When I was about 12, I went to a friend’s house party and got drunk for the first time. I very quickly drank what seemed like a whole bottle of Martini (it was the 80s), and spent the next six hours throwing up into the kitchen sink until my parents fetched me home and dawn eventually brought relief. To this day, the merest whiff of Martini sets my stomach churning instantly. The very thought of that dreadful brew is enough. For me, Martini is toxic, it’s poison, and if I spot a glimmer of possibility that it’s coming my way again, I crush that possibility like a tonne of bricks. I found myself sharing this story with a colleague whom I clinically supervise the other day. And here’s why…

My colleague told me about two different foster families that she is working with. Both foster families are, in their own ways, struggling to look after children who each hail from different biological families of origin. Although not officially connected with the biological families of origin of the children, each set of foster carers happens to have some knowledge of their respective child’s original family.

Both children in question are now teenagers, and as teenagers can do, the two are each doing some edgy things. In response to these edgy things, both sets of foster carers worry and try their best to set their young person on the right path. One set of carers said to their teenager ‘There’s a good road and a bad road. If you’re bad you’re no good. If you’re not good then you’re bad. Make the right choice’. The other set of carers said to their teenager ‘Don’t be bringing that mess into this house. You leave it outside of this family, where it belongs.’.

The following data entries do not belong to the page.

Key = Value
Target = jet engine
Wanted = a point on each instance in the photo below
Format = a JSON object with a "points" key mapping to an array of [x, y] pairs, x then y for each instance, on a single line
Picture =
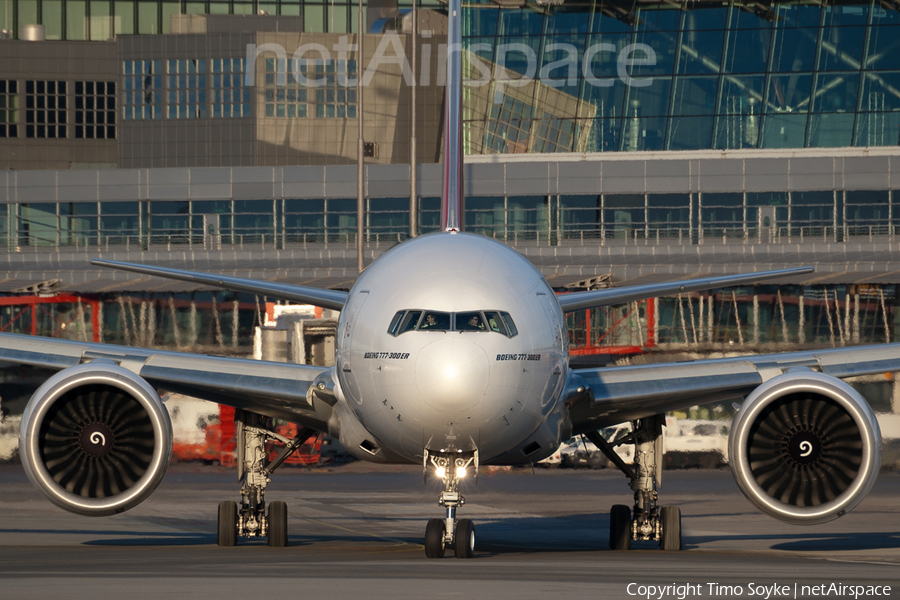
{"points": [[805, 447], [96, 439]]}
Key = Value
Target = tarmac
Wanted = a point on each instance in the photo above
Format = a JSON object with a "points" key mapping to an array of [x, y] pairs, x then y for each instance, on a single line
{"points": [[356, 532]]}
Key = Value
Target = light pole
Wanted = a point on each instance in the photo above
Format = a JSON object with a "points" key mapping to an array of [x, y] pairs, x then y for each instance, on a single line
{"points": [[413, 158], [360, 148]]}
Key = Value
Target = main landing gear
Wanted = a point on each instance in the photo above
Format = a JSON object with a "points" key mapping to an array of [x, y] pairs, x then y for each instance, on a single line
{"points": [[451, 532], [648, 521], [254, 469]]}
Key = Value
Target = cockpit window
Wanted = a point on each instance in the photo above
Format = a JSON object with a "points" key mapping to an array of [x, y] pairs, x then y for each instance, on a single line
{"points": [[403, 321], [469, 322], [435, 321], [510, 326], [491, 320], [394, 327], [410, 321], [495, 323]]}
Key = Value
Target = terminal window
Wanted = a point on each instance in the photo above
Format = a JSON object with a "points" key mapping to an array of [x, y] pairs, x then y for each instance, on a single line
{"points": [[509, 126], [230, 99], [9, 104], [95, 110], [286, 94], [45, 109], [336, 96], [142, 81], [187, 89]]}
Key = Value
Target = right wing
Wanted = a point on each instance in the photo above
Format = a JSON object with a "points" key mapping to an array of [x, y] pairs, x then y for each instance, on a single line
{"points": [[600, 397], [333, 299], [592, 299], [273, 389]]}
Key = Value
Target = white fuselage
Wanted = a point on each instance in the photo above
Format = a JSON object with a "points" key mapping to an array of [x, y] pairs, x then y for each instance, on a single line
{"points": [[452, 388]]}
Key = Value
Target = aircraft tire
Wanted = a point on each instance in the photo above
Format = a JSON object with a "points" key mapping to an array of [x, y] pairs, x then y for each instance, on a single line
{"points": [[434, 538], [227, 534], [278, 524], [670, 518], [619, 527], [465, 539]]}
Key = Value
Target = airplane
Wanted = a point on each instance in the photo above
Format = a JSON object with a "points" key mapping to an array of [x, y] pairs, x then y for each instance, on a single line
{"points": [[450, 353]]}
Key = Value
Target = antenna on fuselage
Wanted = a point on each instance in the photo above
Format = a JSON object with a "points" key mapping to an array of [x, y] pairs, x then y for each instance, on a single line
{"points": [[452, 198]]}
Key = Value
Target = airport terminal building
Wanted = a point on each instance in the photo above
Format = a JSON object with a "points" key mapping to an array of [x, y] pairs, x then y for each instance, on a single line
{"points": [[608, 141]]}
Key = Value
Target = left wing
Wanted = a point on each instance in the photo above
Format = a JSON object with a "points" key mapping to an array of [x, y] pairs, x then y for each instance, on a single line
{"points": [[610, 395], [268, 388], [592, 299], [333, 299]]}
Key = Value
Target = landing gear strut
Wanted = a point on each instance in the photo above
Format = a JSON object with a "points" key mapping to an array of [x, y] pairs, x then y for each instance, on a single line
{"points": [[458, 534], [648, 522], [254, 469]]}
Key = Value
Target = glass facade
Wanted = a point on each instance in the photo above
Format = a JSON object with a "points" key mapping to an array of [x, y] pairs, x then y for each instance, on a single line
{"points": [[9, 104], [95, 110], [46, 114], [750, 217], [100, 20], [606, 75], [718, 75]]}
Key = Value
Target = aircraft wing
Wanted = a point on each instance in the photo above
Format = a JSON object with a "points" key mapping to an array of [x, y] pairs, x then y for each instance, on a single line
{"points": [[268, 388], [592, 299], [613, 395], [333, 299]]}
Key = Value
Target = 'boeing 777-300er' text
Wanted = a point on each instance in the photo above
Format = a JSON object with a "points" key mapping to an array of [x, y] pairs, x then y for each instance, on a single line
{"points": [[451, 352]]}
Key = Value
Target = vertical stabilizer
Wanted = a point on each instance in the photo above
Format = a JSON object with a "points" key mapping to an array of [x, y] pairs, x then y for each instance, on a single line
{"points": [[452, 200]]}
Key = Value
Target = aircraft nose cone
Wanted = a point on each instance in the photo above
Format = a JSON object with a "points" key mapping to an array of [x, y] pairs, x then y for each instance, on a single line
{"points": [[452, 373]]}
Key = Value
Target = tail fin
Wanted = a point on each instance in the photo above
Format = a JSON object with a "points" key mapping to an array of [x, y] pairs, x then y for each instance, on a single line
{"points": [[452, 197]]}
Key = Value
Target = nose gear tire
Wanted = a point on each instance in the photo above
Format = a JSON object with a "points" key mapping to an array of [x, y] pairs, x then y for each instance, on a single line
{"points": [[620, 527], [434, 538], [465, 539], [670, 520], [227, 535], [277, 524]]}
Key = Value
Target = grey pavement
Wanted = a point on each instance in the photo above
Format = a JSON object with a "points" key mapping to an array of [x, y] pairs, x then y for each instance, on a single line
{"points": [[356, 532]]}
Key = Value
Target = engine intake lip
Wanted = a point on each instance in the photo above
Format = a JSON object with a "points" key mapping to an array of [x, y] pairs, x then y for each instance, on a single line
{"points": [[830, 392], [46, 401]]}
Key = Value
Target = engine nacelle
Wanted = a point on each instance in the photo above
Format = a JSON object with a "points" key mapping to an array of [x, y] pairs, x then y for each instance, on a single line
{"points": [[96, 439], [805, 447]]}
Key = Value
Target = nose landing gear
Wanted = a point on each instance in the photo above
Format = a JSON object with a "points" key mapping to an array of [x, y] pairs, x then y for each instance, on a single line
{"points": [[458, 534]]}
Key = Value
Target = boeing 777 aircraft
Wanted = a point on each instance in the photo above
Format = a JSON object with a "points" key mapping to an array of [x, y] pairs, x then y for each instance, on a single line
{"points": [[450, 353]]}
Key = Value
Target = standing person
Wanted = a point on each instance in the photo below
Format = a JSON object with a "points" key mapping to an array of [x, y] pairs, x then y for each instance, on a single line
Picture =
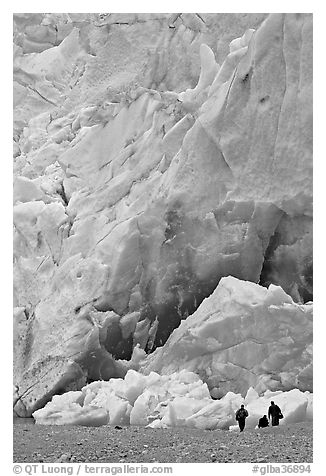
{"points": [[263, 422], [274, 411], [241, 416]]}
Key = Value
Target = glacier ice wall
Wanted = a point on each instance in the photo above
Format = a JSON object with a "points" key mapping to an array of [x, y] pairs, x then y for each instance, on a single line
{"points": [[150, 161], [242, 336], [179, 399]]}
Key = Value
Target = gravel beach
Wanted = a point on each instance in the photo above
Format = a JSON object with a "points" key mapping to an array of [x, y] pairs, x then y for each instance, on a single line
{"points": [[105, 444]]}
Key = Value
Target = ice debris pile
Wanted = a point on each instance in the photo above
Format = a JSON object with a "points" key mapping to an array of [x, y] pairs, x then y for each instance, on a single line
{"points": [[151, 159], [242, 336], [179, 399]]}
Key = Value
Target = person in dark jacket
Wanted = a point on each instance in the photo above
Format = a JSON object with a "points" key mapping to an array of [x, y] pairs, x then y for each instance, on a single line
{"points": [[263, 422], [241, 416], [274, 411]]}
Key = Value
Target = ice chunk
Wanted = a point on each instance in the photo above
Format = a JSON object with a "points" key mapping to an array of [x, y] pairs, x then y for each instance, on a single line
{"points": [[161, 401]]}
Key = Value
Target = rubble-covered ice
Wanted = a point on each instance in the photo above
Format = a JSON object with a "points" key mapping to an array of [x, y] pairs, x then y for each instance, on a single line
{"points": [[161, 401]]}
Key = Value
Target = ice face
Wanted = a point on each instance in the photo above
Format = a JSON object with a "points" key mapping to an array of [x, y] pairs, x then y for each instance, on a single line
{"points": [[242, 336], [180, 399], [142, 179]]}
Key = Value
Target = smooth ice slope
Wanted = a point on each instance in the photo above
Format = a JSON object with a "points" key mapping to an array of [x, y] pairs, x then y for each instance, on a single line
{"points": [[242, 336], [180, 399], [151, 160]]}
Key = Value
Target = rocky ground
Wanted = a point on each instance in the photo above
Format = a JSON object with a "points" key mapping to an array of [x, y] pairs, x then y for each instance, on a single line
{"points": [[36, 443]]}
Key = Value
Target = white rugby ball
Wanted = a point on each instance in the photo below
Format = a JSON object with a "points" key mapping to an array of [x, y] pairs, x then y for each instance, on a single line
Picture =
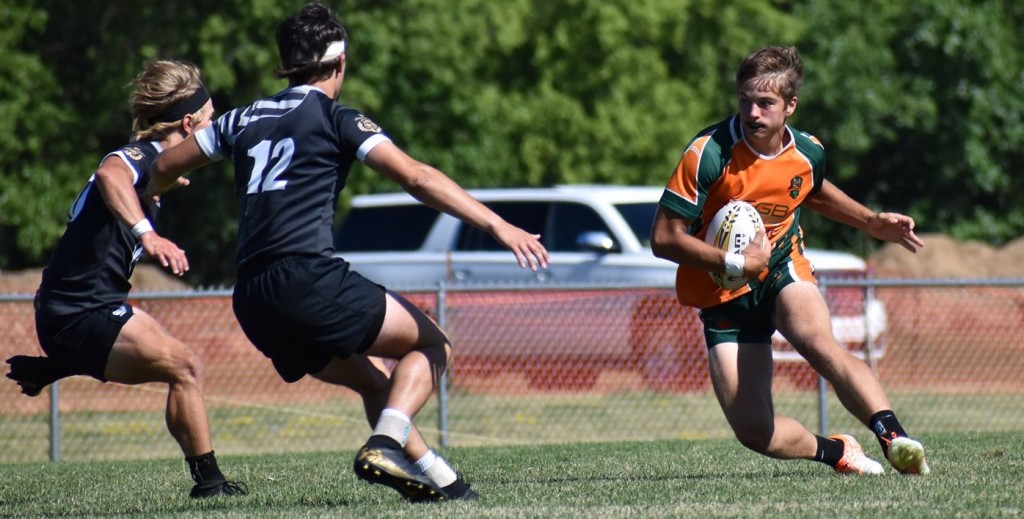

As my colleague continued, I wondered if I saw a parallel amongst these stories of two unrelated families and their struggles. Both sets of carers seemed to meet their teenager with ideas of the world as it had already been lived by adults before them. Ideas set into ‘this is how it is’ and so ‘this is how it is for you too’. One set of carers seemed to communicate an idea of the world that ‘People are either good or bad. Not both, not neither. One or the other. And you will be too. We only hope you can be good like us.’. The other set of carers seemed to communicate something similar like ‘There are bad people in this world who make a mess of things, and we’re not people like that. We only hope you’re one of us.’.

This made me wonder. When you’re trying to help a child to live a different life from the mistakes of the adults who have gone before them, their parents for instance, might the very possibility of the child being anything like those parents feel toxic, like poison? Just like Martini does to me? Might even a whiff of edgy-ness create a fear that terrible trouble is certainly coming? And when that fear of trouble arises, might we come down on it like a tonne of bricks?

How can a foster carer, who knows about the mistakes of a child’s parents and their painful impacts, feel confident that the child themselves isn’t destined for the same path, even when they edge on some ‘badness’ and ‘mess’ as they journey through adolescence?  And how can a teenager do what teenagers need to do, how can they explore the world and find out who they are, if they are barred from exploring the edges of things because it might smell too much like toxicity, like Martini? When your parents have messed up, must you be good just to reassure others that you’re not bad? And what if you find that this isn’t possible, that in fact you are both; you do well and make mistakes, you please and displease, you succeed and you fail? How can you be better than you are? Better than any one of us is?

We need to let teenagers be themselves and become themselves, and not allow the legacy of the adults who have gone before to define their options. We can’t let our anxieties box them in to limitations that we’ve already drawn up. How do teenagers become themselves? Well how did you become uniquely you? Hopefully, you were allowed to find out who you are, not forced into acting a character that someone else wrote for you. It is possible to be our parents’ children and yet completely our unique selves. It is possible to do some bad things and still be a good person. It isn’t always that Martini thing.